It’s 3am in central Riga, and a man has just punched a woman in the face. The man, who looks like he’s in his 50s, is being dragged through the bar by a bouncer. The woman and her friends follow, screaming in Russian.

I ask the woman what happened. She glares. It turns out he tried to hit on her, and when she told him to fuck off, he punched her. She’s 23.

“I will fucking kill him,” she spits. “I will kill anyone in my way.” She looks at me: “If you are in my way, I will kill you.”

I tell her I won’t get in her way.

The woman is from Riga, but talks in Russian. “Because I am Russian,” she explains. “If someone in Latvia says they don’t have Russian heritage, they are fucking lying.”

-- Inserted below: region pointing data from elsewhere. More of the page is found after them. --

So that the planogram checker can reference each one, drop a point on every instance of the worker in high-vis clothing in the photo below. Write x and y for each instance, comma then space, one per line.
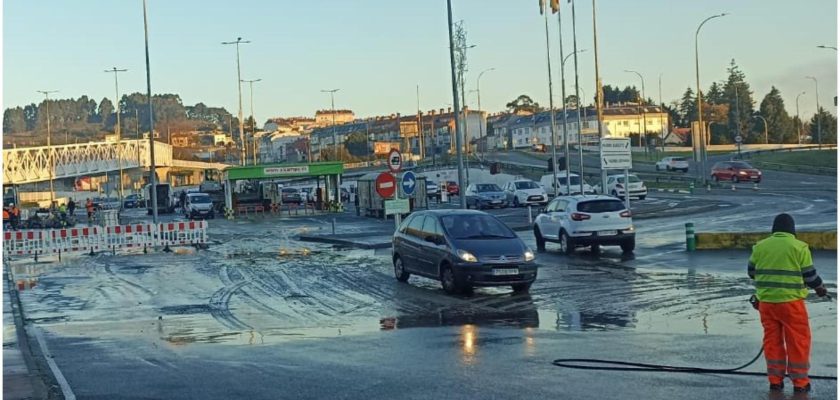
783, 271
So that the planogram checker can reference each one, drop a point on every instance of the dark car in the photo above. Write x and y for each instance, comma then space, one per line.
462, 249
735, 171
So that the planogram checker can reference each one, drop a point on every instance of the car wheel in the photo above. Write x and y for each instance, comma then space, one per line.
521, 287
399, 270
567, 245
447, 280
628, 245
539, 238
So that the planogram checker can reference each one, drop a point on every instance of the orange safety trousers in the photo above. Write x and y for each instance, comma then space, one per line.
787, 341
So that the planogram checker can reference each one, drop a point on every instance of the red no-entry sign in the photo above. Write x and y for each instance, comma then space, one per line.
386, 185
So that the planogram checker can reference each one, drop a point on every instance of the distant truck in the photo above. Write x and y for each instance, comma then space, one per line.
165, 200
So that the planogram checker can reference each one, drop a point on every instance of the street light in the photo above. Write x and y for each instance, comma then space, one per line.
332, 105
766, 140
701, 128
253, 119
118, 129
239, 86
49, 143
819, 119
478, 89
642, 114
798, 121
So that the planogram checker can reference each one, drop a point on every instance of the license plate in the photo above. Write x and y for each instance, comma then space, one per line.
506, 271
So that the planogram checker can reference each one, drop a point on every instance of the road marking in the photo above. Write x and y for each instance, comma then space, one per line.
65, 387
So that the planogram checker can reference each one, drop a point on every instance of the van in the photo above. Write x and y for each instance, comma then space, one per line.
547, 182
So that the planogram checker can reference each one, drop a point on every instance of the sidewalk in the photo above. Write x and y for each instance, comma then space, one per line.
17, 379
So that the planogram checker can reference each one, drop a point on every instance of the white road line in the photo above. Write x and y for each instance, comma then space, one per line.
65, 387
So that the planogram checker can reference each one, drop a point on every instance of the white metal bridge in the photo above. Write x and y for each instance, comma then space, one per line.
32, 164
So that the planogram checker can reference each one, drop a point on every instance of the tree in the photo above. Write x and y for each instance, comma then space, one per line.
737, 93
826, 132
523, 104
780, 126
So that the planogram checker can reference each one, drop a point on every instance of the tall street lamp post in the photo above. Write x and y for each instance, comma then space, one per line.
332, 105
50, 166
239, 87
798, 121
700, 126
819, 117
118, 128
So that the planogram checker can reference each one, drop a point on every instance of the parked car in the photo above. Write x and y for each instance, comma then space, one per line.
432, 189
672, 164
462, 249
132, 201
615, 186
482, 195
735, 171
585, 221
290, 195
198, 205
525, 191
547, 182
452, 188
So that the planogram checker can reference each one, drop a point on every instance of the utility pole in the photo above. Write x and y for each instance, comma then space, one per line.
152, 173
239, 87
253, 119
336, 155
118, 128
50, 166
461, 198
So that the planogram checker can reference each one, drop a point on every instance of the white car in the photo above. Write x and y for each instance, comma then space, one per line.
615, 186
523, 192
672, 164
585, 221
548, 185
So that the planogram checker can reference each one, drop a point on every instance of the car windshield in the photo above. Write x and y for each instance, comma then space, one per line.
523, 185
487, 187
740, 165
475, 226
200, 199
599, 206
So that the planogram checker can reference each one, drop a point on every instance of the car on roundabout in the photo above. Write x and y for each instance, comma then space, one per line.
577, 221
462, 249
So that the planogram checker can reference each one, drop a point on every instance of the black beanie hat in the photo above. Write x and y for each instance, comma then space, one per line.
784, 223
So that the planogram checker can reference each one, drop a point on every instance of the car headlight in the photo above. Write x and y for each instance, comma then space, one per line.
529, 255
467, 256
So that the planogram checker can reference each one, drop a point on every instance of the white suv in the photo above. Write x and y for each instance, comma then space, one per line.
523, 192
615, 186
585, 221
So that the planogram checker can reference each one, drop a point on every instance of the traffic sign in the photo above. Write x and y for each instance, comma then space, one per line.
394, 160
386, 185
408, 182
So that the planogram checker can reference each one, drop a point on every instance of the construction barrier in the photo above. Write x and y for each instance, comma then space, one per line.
93, 239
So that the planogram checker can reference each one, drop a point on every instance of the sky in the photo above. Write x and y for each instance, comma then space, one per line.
377, 52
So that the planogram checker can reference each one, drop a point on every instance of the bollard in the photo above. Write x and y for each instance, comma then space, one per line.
690, 239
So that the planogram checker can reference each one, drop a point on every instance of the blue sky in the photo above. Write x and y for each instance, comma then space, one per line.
377, 51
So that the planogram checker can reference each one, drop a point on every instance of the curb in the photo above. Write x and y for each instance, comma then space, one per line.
745, 240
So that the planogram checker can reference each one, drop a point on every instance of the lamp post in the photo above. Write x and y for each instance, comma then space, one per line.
118, 128
49, 143
798, 121
239, 87
643, 127
478, 89
766, 137
702, 130
819, 119
332, 105
253, 119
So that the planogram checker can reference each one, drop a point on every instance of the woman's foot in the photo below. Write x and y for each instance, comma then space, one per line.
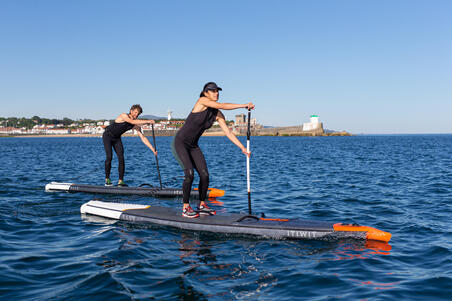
122, 184
204, 209
189, 212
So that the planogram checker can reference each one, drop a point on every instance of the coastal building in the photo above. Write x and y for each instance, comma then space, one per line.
314, 124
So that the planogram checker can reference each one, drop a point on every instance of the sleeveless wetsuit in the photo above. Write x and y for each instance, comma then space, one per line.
112, 138
187, 152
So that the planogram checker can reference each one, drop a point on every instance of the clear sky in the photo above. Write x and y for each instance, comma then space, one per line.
363, 66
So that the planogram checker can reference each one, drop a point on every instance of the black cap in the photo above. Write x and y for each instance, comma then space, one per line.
211, 86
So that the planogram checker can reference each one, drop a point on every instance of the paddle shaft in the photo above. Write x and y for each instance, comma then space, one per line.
248, 134
156, 158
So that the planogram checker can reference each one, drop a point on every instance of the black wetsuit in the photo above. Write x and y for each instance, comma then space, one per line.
187, 152
112, 138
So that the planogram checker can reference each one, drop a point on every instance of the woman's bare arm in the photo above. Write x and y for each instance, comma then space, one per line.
222, 122
125, 118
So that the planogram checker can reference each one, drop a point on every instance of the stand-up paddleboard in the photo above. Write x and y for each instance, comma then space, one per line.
242, 224
129, 190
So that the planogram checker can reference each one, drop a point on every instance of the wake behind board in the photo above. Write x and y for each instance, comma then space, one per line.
233, 223
129, 190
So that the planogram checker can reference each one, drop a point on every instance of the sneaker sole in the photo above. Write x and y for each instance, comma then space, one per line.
194, 216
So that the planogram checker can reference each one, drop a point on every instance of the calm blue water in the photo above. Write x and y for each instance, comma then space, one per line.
400, 184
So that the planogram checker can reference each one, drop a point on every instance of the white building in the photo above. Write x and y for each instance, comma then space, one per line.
313, 124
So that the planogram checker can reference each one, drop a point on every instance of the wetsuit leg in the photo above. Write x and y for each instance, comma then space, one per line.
108, 152
182, 155
201, 167
119, 150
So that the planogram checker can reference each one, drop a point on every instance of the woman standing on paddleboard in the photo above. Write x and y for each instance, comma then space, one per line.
112, 138
185, 144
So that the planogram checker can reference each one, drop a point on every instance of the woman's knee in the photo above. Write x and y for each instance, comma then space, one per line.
204, 175
189, 175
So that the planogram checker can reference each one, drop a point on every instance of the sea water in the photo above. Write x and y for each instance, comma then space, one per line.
397, 183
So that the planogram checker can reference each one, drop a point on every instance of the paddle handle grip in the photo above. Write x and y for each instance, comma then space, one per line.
248, 134
156, 158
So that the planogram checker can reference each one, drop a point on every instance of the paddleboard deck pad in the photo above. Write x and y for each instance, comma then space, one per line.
242, 224
129, 190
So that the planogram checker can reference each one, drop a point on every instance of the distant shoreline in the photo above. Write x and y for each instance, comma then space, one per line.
206, 134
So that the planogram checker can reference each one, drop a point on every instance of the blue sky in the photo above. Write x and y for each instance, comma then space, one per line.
362, 66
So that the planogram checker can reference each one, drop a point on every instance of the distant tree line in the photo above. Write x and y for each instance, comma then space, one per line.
29, 123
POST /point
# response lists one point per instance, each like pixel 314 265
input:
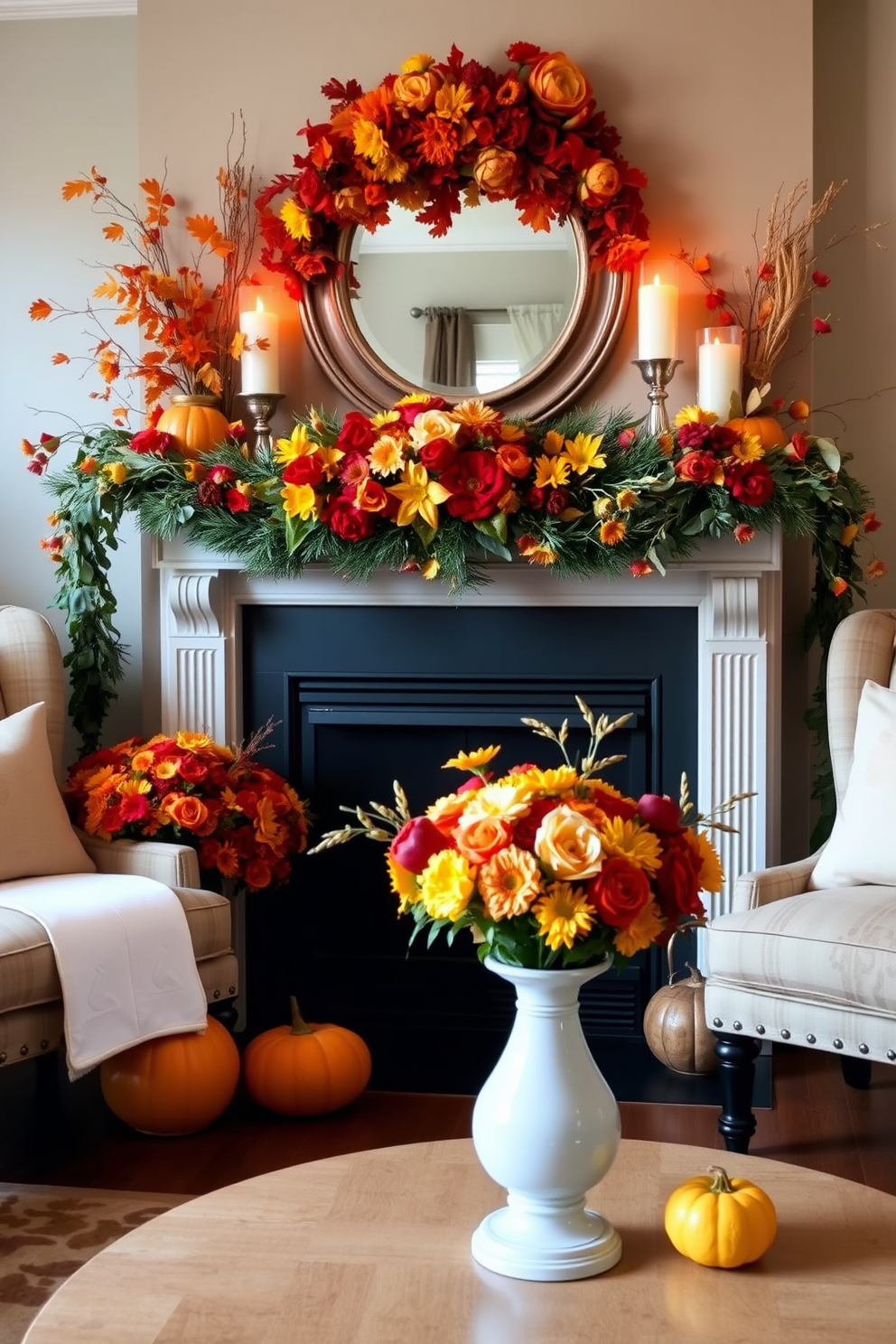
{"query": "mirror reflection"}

A sweaty American man, glazy-eyed and middle-aged, appears from behind me and tells her he loves her face. I take my cue and walk back to the hotel, streaked in beer and blood.

***

I’ve come to Riga to play in a chess tournament. There’s something electric about sitting at a board in a former Soviet city, where the old Union’s greatest intellectual weapon still carries some of its old charge.

It was never just a game. Chess was the state religion of the USSR, and reputations were built and broken over the board. Factories held tournaments. Newspapers ran daily puzzles. Entire institutions existed for the study of chess. In the early Soviet clubs, proletarian archetypes squared off like boxers.